Le voici, le voilà, après bien trop longtemps. (désoléééééeee) L'avantage, c'est qu'il était trop long, que j'ai dû le raccourcir et que du coup, le 32 est déjà bien entamé. :D
Chapitre 31 : La Malédiction de la Robe Bleue
-Ouais fin c'est pareil, on est à côté d'Islington. Genre à vingt minutes à pied. J'avais jamais fait gaffe à ce bar, lui dis-je alors que nous nous arrêtions devant le Marquee Club.
-C'est l'un des meilleurs bars de Londres, tu sais. Allez viens, on va s'amuser un peu.
Il m'attrapa le bras pour me tirer vers la foule qui s'agglutinait devant l'entrée, et je dus lui crier près de l'oreille pour pouvoir lui parler, attachant mes doigts autour de son poignet.
-J'ai pas de ticket !
-Quoi ?
-J'ai pas de ticket ! Et je sais même pas quel groupe on va voir !
J'essayais assez futilement de tirer ma robe vers mes genoux d'une main, par nervosité, alors que je m'agrippais à Sirius de l'autre pour ne pas me retrouver perdue au milieu d'une soixantaine de jeunes moldus supra-excités et alcoolisés.
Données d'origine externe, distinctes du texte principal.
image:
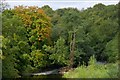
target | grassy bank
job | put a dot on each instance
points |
(94, 70)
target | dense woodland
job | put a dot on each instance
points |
(36, 38)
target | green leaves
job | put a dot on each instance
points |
(59, 52)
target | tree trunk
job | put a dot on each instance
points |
(72, 47)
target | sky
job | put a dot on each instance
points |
(56, 4)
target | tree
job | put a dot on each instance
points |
(37, 24)
(59, 52)
(14, 46)
(71, 21)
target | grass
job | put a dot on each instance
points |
(109, 70)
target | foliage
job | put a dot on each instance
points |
(37, 24)
(58, 52)
(14, 44)
(111, 49)
(93, 71)
(31, 40)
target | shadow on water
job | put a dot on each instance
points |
(43, 77)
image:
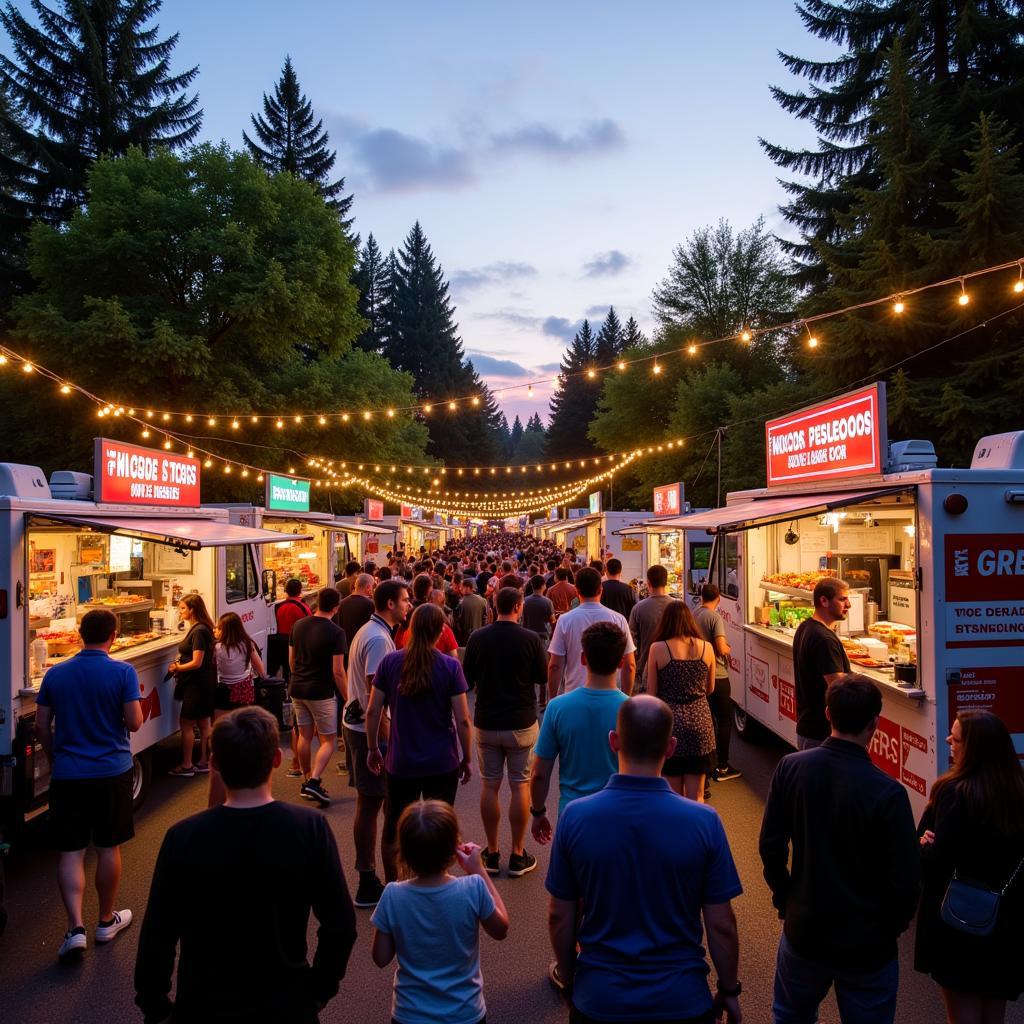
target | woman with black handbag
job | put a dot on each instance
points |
(971, 921)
Je pouvais entendre de la musique assez agressive résonner dans le hall d'entrée à chaque fois que le vigile ouvrait la porte, le tout se mélangeant aux conversations bruyantes environnantes. Sirius se retourna vers moi, l'air malicieux, et je compris tout de suite qu'il avait une idée derrière la tête.
-T'as pas besoin de ticket ! J'ai juste à faire un sortilège de Duplication sur le mien. Regarde ! Me chuchota-t-il rapidement. T'as une boisson offerte avec, ça vaut le coup.
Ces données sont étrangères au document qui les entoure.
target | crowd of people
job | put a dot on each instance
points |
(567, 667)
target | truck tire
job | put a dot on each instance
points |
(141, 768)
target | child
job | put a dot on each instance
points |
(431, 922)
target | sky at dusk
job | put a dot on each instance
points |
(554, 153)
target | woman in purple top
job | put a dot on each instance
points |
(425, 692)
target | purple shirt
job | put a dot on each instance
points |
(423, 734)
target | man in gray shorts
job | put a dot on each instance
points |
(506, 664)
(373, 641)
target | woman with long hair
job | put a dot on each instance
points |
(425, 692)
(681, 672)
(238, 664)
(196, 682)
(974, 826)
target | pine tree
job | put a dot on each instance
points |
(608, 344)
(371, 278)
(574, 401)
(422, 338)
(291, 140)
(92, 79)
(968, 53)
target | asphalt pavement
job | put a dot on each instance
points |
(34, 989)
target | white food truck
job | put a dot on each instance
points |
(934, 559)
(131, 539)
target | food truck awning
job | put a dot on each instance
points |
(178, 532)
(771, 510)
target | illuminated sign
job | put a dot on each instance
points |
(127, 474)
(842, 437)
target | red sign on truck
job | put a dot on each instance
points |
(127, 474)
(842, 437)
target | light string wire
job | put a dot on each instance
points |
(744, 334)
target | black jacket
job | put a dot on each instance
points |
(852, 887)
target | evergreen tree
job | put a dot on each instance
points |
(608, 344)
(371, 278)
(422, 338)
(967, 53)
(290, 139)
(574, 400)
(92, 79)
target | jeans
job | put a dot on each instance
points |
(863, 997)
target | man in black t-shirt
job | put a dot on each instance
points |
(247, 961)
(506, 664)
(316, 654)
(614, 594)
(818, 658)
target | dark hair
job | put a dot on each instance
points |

Il sortit son ticket de sa poche de pantalon en même temps que sa baguette, et je lui lâchai le bras, tournant la tête dans tous les sens pour m'assurer que personne ne pouvait nous voir. La foule était statique, et j'entendais le vigile grogner des mots inintelligibles depuis la porte d'entrée. Sirius murmura tout bas un « Gemino » que j'entendis à peine, et me tendis l'exacte réplique de son ticket avant de ranger sa baguette dans sa poche. Personne n'avait l'air d'avoir remarqué quoi que ce soit d'inhabituel, et je souris de soulagement. Les moldus étaient définitivement bien trop faciles à berner.
-T'es vraiment un rebelle, Sirius Black. Espèce de délinquant perfide, lui dis-je avec un grand sourire sur le visage.
L'alcool me rendait définitivement trop aimable.
La foule se remit soudainement à avancer, et je faillis tomber en essayant de suivre le mouvement, lorsque les personnes derrière nous nous poussaient à avancer plus vite, et je dus attraper Sirius par les épaules, sentant le cuir froid crisser sous mes doigts, et restant cachée derrière lui, pour qu'il me serve à la fois de bélier et de bouclier humain. C'était lui, le Gryffondor dans l'histoire, c'était à lui d'assumer. Ce serait bientôt à nous d'entrer dans le club, et je pouvais entendre des gens qui criaient par dessus de la musique. Je n'étais jamais allée à un concert de ma vie, et tout ce bruit me filait la trouille.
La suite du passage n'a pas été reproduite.